Sunday, December 18, 2011

Ginger St. James

Every now and then, you make some random musical discovery that you can then spend the next months and years delighting in introducing that musician to them. For me, Ginger St. James is that artist.

I caught her performance at a burlesque show in boring ol' Ottawa one random winter's night, and spent the rest of the evening in aural bliss. Somehow she manages to fit the singing voice of a thousand old jazz singers into her tiny little frame. Hints of Etta James and Patsy Cline show through in her sound (and maybe a little Lucille Bogan in her subject matter). I have, on a few occasions, watched peoples' jaws drop, quite literally, when she opens her mouth to sing.

She plays the blues oh-so-well, and also dips into jazz and country. Her live sets are generally a mix of her originals, and her take on the classics. Her originals bear the mark of her country/small town upbringing, and range from cheeky, to funergetic, to raunchy, and down to soulfully sad. Though not yet the strongest lyricist, as her songwriting progresses, so to will her upward trajectory. With a voice like hers, so long as she sticks with the game, the descriptor "incomparable" may well become apt.

Don't believe me? Fine. I'll prove it. Check out this live version of "Don't Deceive Me," a standard sung by the likes of Chuck Willis and Little Richard alike. I'd take Ms. St. James' version three times out of four.


Grab her first studio LP with her band, the Grinders - Spank, Sparkle & Growl, off of her site, as well as iTunes and Amazon. A little birdie informs me that she's in the studio working on her first full album, and it should be out early in the new year, so keep checking back.

She's based in Toronto now, and keeps a busy schedule. You can see her live at the always-rowdy Magpie Tavern every Monday, starting Dec 19th, and running until Jah knows when. 831 Dundas St. West.

(Try to) Keep track of her on Facebook, or her website, GingerStJames.com.

Understatement of the week: It's all good. ;)

Wednesday, December 14, 2011

Sneaky Dee’s Nachos

If you want nachos in the city, this is where you go. Period. Their heart-stopping mountains of tortillas and toppings are the stuff of legend, and if you’ve never had them in you, stop reading and go right now. OK, wait, finish reading, then go. Otherwise, why would I write the rest of this?

Sneaky’s is about as authentic as you can get. Established in 1987, at the none-too-classy corner of College & Bathurst, the place is a dive. It always has been, and hopefully always will be. The bathroom walls bear more permanent marker than the face of the first person to pass out at a frat party. The men’s room floors make it apparent that the patrons have little chance of winning any medals in any sport involving aiming. The concert venue upstairs has hosted some racous jams, that I'm proud to have survived. It’s loud, crowded, and the booths bear the signs of some 25 years of heavy traffic. Sometimes there’s quite a wait for a table, which in this city generally means you’re on to a good thing. Let’s just call it “character” and move on.

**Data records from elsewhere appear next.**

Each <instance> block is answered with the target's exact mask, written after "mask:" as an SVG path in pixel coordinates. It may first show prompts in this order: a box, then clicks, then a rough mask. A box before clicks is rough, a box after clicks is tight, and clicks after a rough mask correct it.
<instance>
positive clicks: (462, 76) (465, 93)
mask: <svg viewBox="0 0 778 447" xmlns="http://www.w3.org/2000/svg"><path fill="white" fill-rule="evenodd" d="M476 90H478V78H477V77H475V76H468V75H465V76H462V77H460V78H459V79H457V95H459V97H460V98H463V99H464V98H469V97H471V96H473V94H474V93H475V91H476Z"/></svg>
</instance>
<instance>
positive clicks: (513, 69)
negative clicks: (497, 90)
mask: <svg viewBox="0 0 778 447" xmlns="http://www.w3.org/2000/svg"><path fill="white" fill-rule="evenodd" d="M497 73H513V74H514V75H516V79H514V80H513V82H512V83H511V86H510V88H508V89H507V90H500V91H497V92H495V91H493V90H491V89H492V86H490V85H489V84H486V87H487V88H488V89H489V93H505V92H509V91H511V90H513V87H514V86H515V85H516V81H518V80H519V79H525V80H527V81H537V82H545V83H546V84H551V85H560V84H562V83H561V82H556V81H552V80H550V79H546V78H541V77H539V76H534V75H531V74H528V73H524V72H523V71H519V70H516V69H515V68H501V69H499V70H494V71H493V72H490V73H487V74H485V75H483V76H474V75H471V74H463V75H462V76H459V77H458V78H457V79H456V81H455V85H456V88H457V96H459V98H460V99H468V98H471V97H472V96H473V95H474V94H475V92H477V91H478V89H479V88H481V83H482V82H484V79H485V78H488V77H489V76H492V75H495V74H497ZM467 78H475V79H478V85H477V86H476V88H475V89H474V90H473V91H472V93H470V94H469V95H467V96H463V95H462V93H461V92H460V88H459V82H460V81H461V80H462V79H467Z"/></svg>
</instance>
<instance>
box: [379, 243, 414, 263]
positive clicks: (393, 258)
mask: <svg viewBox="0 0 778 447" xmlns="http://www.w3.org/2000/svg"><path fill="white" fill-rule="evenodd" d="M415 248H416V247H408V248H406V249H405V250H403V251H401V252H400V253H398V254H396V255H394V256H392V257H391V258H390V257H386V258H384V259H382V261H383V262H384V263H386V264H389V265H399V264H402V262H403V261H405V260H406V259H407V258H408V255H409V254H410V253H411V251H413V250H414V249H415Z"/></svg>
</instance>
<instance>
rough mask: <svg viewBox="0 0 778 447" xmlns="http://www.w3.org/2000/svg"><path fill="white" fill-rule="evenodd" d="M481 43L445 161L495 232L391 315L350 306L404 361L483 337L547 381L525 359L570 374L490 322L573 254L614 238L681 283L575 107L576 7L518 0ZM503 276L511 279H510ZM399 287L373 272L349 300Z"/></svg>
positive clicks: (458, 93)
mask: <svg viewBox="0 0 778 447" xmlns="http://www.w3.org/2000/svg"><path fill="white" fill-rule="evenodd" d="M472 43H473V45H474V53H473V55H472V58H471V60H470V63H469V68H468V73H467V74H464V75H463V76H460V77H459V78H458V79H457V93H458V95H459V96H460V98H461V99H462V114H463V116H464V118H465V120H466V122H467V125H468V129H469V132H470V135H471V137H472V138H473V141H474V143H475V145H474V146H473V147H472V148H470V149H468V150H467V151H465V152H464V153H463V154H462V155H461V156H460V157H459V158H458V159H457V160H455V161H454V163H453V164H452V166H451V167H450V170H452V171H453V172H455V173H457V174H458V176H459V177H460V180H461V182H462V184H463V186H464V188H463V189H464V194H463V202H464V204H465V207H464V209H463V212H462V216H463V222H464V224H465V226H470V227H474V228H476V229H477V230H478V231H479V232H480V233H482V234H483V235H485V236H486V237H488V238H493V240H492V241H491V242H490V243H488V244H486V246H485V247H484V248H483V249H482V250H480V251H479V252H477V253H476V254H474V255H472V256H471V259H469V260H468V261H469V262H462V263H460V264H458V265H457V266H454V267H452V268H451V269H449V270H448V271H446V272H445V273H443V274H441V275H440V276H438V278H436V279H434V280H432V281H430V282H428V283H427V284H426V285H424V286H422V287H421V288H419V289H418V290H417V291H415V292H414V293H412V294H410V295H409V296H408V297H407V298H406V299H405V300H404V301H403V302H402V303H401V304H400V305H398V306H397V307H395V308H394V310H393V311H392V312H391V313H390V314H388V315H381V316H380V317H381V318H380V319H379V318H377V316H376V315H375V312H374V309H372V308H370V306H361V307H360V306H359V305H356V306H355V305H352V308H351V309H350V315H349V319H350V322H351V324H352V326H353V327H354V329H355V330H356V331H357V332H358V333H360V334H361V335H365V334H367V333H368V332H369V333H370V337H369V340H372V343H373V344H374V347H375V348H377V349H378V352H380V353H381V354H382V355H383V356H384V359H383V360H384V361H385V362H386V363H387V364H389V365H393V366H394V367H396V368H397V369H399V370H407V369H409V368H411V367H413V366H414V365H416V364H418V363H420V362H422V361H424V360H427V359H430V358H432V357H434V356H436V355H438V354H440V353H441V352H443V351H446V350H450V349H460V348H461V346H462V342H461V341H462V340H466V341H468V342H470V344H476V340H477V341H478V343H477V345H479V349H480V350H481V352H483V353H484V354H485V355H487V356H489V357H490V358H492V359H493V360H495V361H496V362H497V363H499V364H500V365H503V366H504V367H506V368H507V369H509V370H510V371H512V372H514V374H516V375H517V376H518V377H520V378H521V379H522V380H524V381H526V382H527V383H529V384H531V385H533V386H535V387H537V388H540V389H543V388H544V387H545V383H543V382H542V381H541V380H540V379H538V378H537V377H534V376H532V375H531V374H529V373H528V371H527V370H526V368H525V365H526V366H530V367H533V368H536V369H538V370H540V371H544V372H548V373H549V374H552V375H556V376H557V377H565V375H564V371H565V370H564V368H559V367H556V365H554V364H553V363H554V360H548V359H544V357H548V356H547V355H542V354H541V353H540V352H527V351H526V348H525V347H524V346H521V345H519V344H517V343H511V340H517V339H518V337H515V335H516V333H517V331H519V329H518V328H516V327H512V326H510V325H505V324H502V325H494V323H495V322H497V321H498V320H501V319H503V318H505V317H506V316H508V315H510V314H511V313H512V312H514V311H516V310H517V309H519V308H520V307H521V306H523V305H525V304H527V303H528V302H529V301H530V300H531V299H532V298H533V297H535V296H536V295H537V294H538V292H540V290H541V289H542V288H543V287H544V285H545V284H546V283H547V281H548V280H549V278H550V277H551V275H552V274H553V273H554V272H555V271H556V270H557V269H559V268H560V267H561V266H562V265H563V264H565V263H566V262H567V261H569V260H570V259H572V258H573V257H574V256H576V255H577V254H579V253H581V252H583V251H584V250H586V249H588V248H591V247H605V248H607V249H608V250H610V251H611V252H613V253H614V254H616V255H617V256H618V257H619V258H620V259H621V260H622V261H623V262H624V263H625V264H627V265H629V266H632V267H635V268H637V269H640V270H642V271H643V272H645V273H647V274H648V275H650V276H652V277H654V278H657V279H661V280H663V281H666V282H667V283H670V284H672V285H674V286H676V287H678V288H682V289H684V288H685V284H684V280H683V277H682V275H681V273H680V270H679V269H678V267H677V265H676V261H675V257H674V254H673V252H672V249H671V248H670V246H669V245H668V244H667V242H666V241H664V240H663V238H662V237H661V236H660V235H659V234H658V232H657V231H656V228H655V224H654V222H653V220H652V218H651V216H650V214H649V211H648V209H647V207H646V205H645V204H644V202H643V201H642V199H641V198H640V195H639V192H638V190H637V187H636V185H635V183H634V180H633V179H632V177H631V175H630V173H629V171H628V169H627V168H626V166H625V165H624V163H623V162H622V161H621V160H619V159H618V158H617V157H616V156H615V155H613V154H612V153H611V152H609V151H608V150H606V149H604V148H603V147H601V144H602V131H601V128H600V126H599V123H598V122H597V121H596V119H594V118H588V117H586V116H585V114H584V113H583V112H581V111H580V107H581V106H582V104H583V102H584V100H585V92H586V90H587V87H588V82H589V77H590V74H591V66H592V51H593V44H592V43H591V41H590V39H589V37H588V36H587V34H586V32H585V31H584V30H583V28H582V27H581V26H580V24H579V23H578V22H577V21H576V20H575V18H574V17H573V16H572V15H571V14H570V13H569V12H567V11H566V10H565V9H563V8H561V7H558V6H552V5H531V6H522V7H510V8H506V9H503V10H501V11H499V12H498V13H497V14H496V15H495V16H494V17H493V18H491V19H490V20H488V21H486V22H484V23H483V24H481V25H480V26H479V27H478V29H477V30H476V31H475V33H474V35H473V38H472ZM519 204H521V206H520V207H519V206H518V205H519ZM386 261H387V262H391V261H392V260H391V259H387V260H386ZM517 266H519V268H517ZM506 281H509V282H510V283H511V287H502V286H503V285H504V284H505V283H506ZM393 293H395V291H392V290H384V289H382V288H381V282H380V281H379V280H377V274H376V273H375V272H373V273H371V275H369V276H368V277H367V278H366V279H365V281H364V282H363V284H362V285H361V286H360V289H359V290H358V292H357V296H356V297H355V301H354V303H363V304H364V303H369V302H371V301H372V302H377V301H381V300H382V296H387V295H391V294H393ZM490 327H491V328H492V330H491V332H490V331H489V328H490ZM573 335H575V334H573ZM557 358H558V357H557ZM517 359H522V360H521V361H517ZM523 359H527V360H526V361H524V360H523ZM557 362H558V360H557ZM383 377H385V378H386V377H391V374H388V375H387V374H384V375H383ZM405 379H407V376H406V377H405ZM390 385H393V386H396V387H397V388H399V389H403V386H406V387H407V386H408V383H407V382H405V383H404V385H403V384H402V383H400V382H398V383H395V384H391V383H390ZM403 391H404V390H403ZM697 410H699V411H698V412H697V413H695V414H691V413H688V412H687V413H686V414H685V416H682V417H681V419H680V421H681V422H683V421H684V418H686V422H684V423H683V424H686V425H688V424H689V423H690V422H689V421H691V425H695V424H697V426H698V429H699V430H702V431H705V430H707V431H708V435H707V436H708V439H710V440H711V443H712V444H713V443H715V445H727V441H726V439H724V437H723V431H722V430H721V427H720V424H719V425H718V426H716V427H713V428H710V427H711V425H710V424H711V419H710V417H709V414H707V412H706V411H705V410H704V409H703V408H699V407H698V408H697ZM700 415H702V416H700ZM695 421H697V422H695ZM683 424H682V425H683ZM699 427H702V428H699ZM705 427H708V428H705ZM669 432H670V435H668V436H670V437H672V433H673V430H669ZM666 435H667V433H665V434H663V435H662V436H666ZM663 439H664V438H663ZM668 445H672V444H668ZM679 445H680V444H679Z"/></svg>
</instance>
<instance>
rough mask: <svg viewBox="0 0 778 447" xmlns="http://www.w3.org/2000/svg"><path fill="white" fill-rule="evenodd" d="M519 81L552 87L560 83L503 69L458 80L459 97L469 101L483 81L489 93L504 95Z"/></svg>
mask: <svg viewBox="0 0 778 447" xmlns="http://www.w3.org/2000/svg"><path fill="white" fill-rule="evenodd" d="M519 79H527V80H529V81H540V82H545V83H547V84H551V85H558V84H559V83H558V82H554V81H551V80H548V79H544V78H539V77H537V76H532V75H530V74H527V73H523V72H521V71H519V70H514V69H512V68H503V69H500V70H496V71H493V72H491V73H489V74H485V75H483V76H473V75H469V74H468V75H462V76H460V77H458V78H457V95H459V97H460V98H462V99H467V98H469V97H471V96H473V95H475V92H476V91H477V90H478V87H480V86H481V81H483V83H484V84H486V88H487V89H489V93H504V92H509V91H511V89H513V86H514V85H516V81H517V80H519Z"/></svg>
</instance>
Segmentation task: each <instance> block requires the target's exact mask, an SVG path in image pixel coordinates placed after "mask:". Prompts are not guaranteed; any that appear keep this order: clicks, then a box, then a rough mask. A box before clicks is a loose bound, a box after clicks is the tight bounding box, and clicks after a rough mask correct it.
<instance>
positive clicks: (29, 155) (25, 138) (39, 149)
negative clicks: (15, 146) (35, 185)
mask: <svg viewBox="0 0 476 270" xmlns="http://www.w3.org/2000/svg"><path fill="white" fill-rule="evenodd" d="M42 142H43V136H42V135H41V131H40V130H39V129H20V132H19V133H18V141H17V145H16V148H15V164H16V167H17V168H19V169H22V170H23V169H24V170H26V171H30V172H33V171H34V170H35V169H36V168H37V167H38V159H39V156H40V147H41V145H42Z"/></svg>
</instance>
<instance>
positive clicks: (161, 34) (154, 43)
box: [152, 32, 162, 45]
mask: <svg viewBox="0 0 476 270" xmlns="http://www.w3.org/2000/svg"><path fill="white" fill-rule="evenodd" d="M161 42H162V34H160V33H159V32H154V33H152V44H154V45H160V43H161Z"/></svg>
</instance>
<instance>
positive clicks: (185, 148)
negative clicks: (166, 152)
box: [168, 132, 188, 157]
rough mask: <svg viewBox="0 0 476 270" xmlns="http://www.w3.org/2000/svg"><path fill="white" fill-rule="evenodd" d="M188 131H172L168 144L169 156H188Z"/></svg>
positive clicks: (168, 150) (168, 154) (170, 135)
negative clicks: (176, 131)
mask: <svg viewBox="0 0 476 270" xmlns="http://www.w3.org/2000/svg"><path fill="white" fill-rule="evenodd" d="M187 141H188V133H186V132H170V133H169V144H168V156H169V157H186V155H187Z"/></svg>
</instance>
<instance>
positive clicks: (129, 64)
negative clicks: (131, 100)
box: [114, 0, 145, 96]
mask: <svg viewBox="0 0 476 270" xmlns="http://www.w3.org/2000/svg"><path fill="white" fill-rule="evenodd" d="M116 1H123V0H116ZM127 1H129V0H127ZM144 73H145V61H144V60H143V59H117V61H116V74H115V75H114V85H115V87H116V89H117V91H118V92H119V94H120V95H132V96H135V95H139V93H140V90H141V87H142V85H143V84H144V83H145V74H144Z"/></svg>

Its cheap pitchers of home brew and own brand of hot sauce ($5 a bottle to take home) make it a staple of university life for U of T students. They’ve quite often got bands playing in the back, and one-off events in the upstairs. Now, as a grown-up, I wouldn’t rush to make it my regular joint, nor would it be my ultimate destination for a night on the town. Once you’ve been there, however, it will call to you from time to time. It’s more than just a general desire for nachos. I’ve learned to identify it as a specific craving for Sneaky Dee’s. In the way that vinyl always sounded better when Mr. Brown would play it on the shitty speakers at 2theBeat, or wines always taste better in the cellars at the vineyard, nachos just taste better at Sneaky’s. Scienticians have tried for years to explain it, with little luck. I, for one, would rather chalk it up to a confluence of cosmic forces, and order another pitcher.

Brass tacks – let’s talk nachos.

I have a penchant for the King’s Crown platter. Some places claim their nachos are piled high with toppings. They’ve really just got topping envy. For $15.50, this monster has salsa, frijoles, beef, tomatoes, onions, pappers, jalapenos, cheese, guacamole and sour cream in such volumes that you need a fork to get at ‘em by the end. There’s no shame in eating the guac/bean/meat/salsa/sour cream slurry that will inevitably remain once the last chip has been fished out and consumed. In fact, it’s strongly encouraged. One platter is enough to fuel three normal humans, or two stoned teenagers.

There are, however, different ways to skin the proverbial cat. I have friends (surprised?) that swear by the compartmentalization of the nachos. The basic nachos, with guac, salsa, and sour cream on the side is a favourite of Doctors and Medical Residents everywhere. They also feature Greek, Veggie, and Hawaiian, or you can craft your own by adding toppings.

What’ll it cost you?

Nachos: &7.95 for simple chips & cheese - $15.50 for the King's Crown. Bring a friend.

Beer: $11 or so for a pitcher. I like their red best.